Purpose

Political parties are legal structures that have specific benefits and specific limits. Therefore, it makes sense to focus the party’s activities on its specific and unique advantages within the legal structure of a political party.

Political parties exist to organize people and implement policies based on a set of principles. The Libertarian Party exists to build an infrastructure to elect Libertarians to office, who will enact libertarian policies. However, political parties are limited in their actions, usually through campaign finance regulations. Things political parties can uniquely do:

  • Recruit and train people to work on campaigns and be better candidates
  • Collect and/or build resources and share those resources with campaigns
  • Candidate donation limits are often higher for parties than individual limits
  • Actively engage in the electoral political process by directly supporting candidates

The broader libertarian philosophy encompasses more than just electoral politics. These other items are important, but most are best left to other organizations that are structured in other ways and with their own special benefits and limitations.

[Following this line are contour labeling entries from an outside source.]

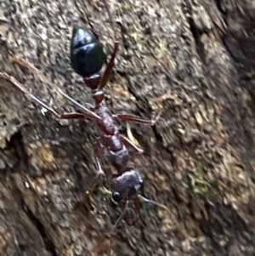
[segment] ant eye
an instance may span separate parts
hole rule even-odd
[[[121,196],[121,194],[119,193],[119,192],[113,192],[112,193],[112,199],[115,201],[115,202],[121,202],[122,201],[122,196]]]

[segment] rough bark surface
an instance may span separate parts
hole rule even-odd
[[[108,55],[112,29],[103,1],[0,1],[0,70],[59,110],[76,107],[8,57],[23,57],[74,99],[91,102],[69,64],[71,28],[79,21],[93,30]],[[106,104],[156,117],[154,127],[131,125],[144,149],[132,162],[147,197],[172,213],[144,203],[140,223],[117,229],[113,253],[255,255],[253,1],[112,6],[122,41]],[[52,118],[3,79],[0,100],[1,255],[105,255],[121,213],[107,162],[90,214],[72,209],[95,174],[94,126]]]

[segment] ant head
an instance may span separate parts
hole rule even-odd
[[[106,60],[100,42],[78,26],[73,27],[70,55],[72,69],[83,77],[99,71]]]
[[[143,192],[144,180],[136,169],[130,168],[111,179],[112,199],[120,202],[130,200],[137,196],[139,191]]]

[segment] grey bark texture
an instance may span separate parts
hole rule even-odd
[[[92,103],[70,66],[71,29],[92,30],[108,56],[113,33],[104,2],[82,1],[0,1],[1,71],[59,110],[77,108],[8,58]],[[109,2],[121,44],[106,104],[156,119],[130,124],[144,149],[131,159],[146,196],[171,210],[143,203],[140,222],[114,234],[112,255],[255,255],[253,1]],[[0,254],[106,255],[121,214],[107,162],[89,214],[73,211],[95,175],[94,125],[52,118],[4,79],[0,100]]]

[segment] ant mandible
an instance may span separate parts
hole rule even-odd
[[[143,150],[136,146],[129,139],[120,134],[118,128],[114,122],[115,120],[122,120],[152,125],[153,122],[151,120],[141,119],[140,117],[129,114],[111,114],[107,106],[102,104],[105,96],[104,88],[109,81],[119,45],[119,41],[116,39],[117,30],[111,17],[107,0],[105,0],[105,5],[114,30],[115,40],[113,52],[103,75],[101,75],[99,71],[105,62],[106,56],[103,51],[102,44],[91,32],[80,26],[74,26],[70,48],[71,67],[76,74],[83,77],[84,84],[91,89],[94,105],[87,103],[84,105],[79,104],[55,85],[52,84],[46,77],[44,77],[37,69],[33,67],[29,62],[19,57],[11,58],[11,61],[25,65],[30,71],[38,75],[43,82],[51,85],[59,94],[79,106],[81,112],[65,112],[60,114],[31,94],[13,77],[6,73],[0,73],[0,77],[10,81],[25,93],[28,98],[35,100],[38,105],[44,107],[57,118],[88,118],[94,122],[99,135],[94,147],[94,158],[97,168],[97,175],[87,190],[82,201],[85,202],[88,201],[89,195],[94,191],[95,186],[98,185],[100,177],[105,175],[99,162],[99,157],[104,153],[106,155],[110,164],[116,170],[116,174],[111,178],[112,198],[119,204],[122,210],[121,216],[112,229],[113,231],[116,226],[123,219],[125,219],[126,223],[129,225],[133,225],[139,219],[140,200],[156,204],[167,210],[168,209],[164,205],[149,200],[139,194],[139,191],[141,191],[142,194],[144,194],[144,181],[136,168],[128,166],[129,153],[127,147],[132,147],[139,153],[142,153]],[[128,208],[130,201],[133,202],[135,213]]]

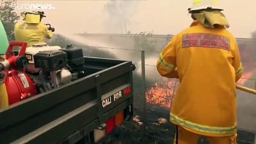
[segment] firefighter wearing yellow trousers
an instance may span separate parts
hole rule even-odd
[[[236,143],[235,82],[242,65],[235,38],[216,1],[194,1],[193,22],[162,50],[157,70],[178,78],[170,120],[177,125],[174,144]]]
[[[38,12],[26,12],[22,22],[14,26],[14,36],[18,41],[26,41],[28,47],[32,44],[45,43],[45,39],[53,37],[53,32],[42,23],[42,17],[46,17]]]

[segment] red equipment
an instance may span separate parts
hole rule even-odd
[[[16,46],[21,48],[15,56],[13,49]],[[4,59],[0,61],[0,70],[3,71],[5,76],[9,105],[37,94],[36,84],[25,73],[25,65],[28,62],[25,56],[26,47],[25,42],[10,42]]]

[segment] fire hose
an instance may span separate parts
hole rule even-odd
[[[250,89],[250,88],[248,88],[243,86],[240,86],[240,85],[235,85],[235,88],[243,91],[245,91],[245,92],[256,95],[256,90],[254,90],[253,89]]]

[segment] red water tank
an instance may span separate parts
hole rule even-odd
[[[11,70],[5,75],[9,105],[37,94],[35,83],[26,73]]]

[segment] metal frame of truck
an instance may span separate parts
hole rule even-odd
[[[133,112],[134,65],[90,57],[85,61],[87,76],[1,110],[0,143],[75,143],[90,138],[95,129],[104,130],[118,112],[124,110],[129,121]],[[120,92],[122,96],[114,101]],[[102,104],[107,98],[111,103]]]

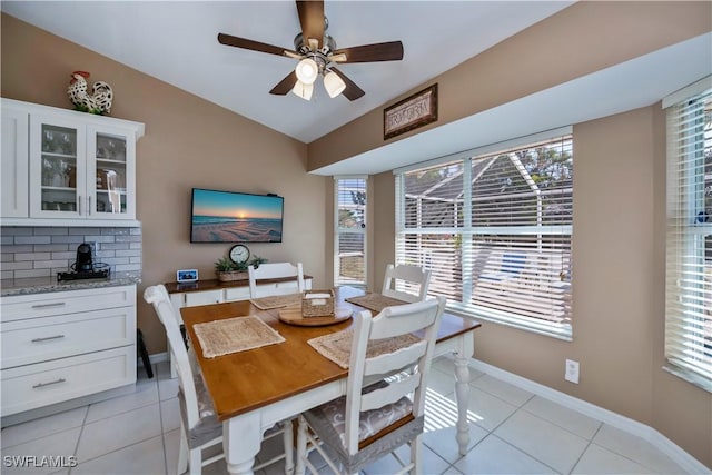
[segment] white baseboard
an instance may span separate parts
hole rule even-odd
[[[552,389],[548,386],[544,386],[531,379],[526,379],[522,376],[517,376],[513,373],[505,372],[504,369],[500,369],[496,366],[492,366],[487,363],[481,362],[475,358],[471,359],[469,367],[478,372],[492,375],[497,379],[501,379],[513,386],[520,387],[537,396],[545,397],[546,399],[561,404],[564,407],[567,407],[573,410],[577,410],[589,417],[601,420],[613,427],[616,427],[630,434],[636,435],[650,442],[652,445],[654,445],[657,449],[660,449],[662,453],[664,453],[670,458],[672,458],[673,462],[675,462],[678,465],[680,465],[690,474],[710,474],[710,469],[705,467],[700,461],[694,458],[692,455],[688,454],[685,451],[680,448],[675,443],[670,441],[668,437],[665,437],[664,435],[662,435],[660,432],[655,431],[651,426],[639,423],[637,420],[633,420],[629,417],[622,416],[612,410],[604,409],[603,407],[599,407],[583,399],[578,399],[576,397],[570,396],[560,390]]]

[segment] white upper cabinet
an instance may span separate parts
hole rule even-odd
[[[11,106],[8,107],[8,106]],[[6,170],[18,168],[20,154],[8,147],[6,109],[26,109],[26,210],[6,207]],[[109,117],[2,99],[4,225],[130,226],[136,219],[136,141],[144,125]],[[29,136],[28,136],[29,127]],[[16,141],[20,141],[19,138]],[[17,150],[17,147],[14,148]],[[18,174],[16,174],[18,175]],[[16,184],[21,177],[16,178]],[[8,212],[6,212],[6,208]],[[26,218],[26,219],[9,219]]]
[[[23,108],[2,103],[2,217],[27,218],[29,215],[28,189],[28,123],[29,113]]]

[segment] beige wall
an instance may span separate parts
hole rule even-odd
[[[190,244],[191,187],[285,197],[283,244],[254,244],[271,261],[300,260],[325,280],[325,192],[328,178],[306,172],[306,145],[121,63],[2,14],[2,97],[71,108],[66,89],[75,70],[115,91],[111,116],[146,123],[138,142],[138,219],[144,232],[144,283],[174,281],[176,269],[214,278],[228,244]],[[305,212],[314,210],[316,212]],[[138,325],[149,353],[166,349],[165,333],[139,298]]]
[[[710,31],[710,2],[576,4],[429,81],[438,82],[441,119],[428,127]],[[526,70],[522,60],[541,73],[498,80],[515,76],[513,65]],[[467,83],[477,85],[476,93],[462,93]],[[660,105],[574,125],[574,339],[485,323],[475,357],[650,425],[712,467],[712,395],[662,369],[664,137]],[[333,152],[342,144],[344,157]],[[309,168],[383,144],[377,109],[309,144]],[[395,199],[394,177],[384,172],[372,182],[378,232],[369,266],[377,288],[395,256],[395,217],[385,205]],[[578,385],[563,378],[566,358],[581,363]]]
[[[376,108],[309,144],[308,169],[696,37],[710,31],[710,18],[712,2],[705,1],[580,1],[389,102],[437,82],[436,122],[384,140],[383,108]]]

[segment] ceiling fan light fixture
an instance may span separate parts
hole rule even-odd
[[[330,98],[335,98],[344,92],[344,89],[346,89],[346,82],[344,82],[336,72],[329,71],[324,75],[324,88],[329,93]]]
[[[299,96],[304,100],[312,100],[312,93],[314,92],[314,85],[307,85],[301,81],[297,81],[291,88],[291,92]]]
[[[315,60],[312,58],[304,58],[297,65],[297,69],[295,70],[297,73],[297,78],[299,81],[305,85],[313,85],[316,81],[317,76],[319,75],[319,67]]]

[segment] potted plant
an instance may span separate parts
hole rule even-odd
[[[266,263],[264,257],[255,256],[253,259],[246,263],[235,263],[227,256],[220,257],[215,261],[215,273],[220,281],[233,280],[246,280],[248,279],[247,268],[249,266],[259,267],[260,264]]]

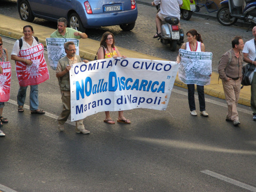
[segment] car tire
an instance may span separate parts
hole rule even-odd
[[[77,31],[83,33],[85,32],[85,28],[83,26],[80,18],[75,13],[70,15],[68,19],[68,26]]]
[[[119,25],[120,28],[124,31],[131,31],[134,28],[135,26],[135,22],[134,23],[130,23],[129,24],[121,24]]]
[[[34,20],[34,16],[27,1],[23,0],[20,1],[18,8],[21,20],[27,22],[32,22]]]

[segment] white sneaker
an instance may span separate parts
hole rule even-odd
[[[0,129],[0,137],[5,137],[5,134],[4,133],[4,132],[3,132]]]
[[[190,114],[193,116],[196,116],[196,115],[197,115],[197,113],[196,113],[196,112],[195,110],[191,111],[190,112]]]
[[[206,111],[201,111],[200,115],[205,117],[208,117],[208,115],[209,115],[209,114],[206,112]]]

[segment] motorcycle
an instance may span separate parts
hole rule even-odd
[[[193,12],[195,11],[195,0],[183,0],[183,4],[180,9],[182,18],[184,20],[189,20]]]
[[[160,11],[159,8],[157,13]],[[157,40],[160,40],[164,45],[170,44],[171,51],[175,51],[177,45],[180,45],[184,42],[184,32],[180,28],[178,24],[179,19],[175,17],[167,17],[164,21],[162,21],[161,33]]]
[[[190,19],[196,10],[195,0],[182,0],[183,4],[180,8],[181,15],[184,20],[189,20]],[[156,6],[156,9],[160,7],[160,3]]]
[[[224,0],[217,12],[217,20],[222,25],[230,26],[238,19],[256,24],[256,1],[255,0]]]

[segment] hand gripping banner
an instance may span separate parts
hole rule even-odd
[[[16,61],[16,71],[20,86],[38,85],[49,79],[49,72],[44,57],[44,46],[41,43],[27,49],[20,50],[18,57],[30,60],[31,66]]]

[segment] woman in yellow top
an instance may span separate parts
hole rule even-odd
[[[105,50],[104,50],[105,49]],[[97,53],[98,60],[103,59],[111,58],[114,57],[116,58],[117,57],[121,57],[126,58],[125,55],[121,55],[117,48],[115,46],[115,39],[112,33],[108,32],[105,32],[102,35],[101,40],[101,47],[99,49]],[[109,124],[115,124],[115,121],[112,120],[110,117],[109,111],[105,112],[106,118],[103,121]],[[131,121],[127,119],[123,116],[123,111],[118,112],[118,123],[123,123],[126,124],[131,123]]]

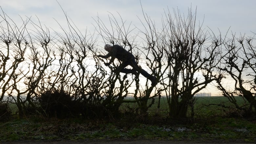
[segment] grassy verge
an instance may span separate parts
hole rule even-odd
[[[231,118],[173,124],[168,120],[145,124],[122,120],[42,120],[33,117],[1,122],[0,127],[2,142],[113,138],[256,142],[255,121]]]

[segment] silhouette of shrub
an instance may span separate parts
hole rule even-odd
[[[11,112],[7,103],[0,102],[0,120],[7,120],[11,115]]]
[[[39,99],[42,108],[48,117],[64,118],[71,116],[72,98],[64,92],[47,91]]]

For instance:

  • Education and social clubs are best left to 501(c)(3) organizations; they get the benefit of being tax-free and donations to these organizations are tax deductible, but they cannot engage in electoral politics
  • Public rallies and other street theater are best left to 501(c)(3) or 501(c)(4) organizations, unless in direct support of a candidate
  • Lobbying and/or scorecarding legislators is best left to 501(c)(4) organizations or 527 PACs

These non-party functions are important, but using the correct tool for a particular task is how we can most-efficiently achieve a libertarian society. These alternative organizations may not have existed when the party began, but they certainly exist today.

All political party functions should focus on the main thing political parties can do: get people elected.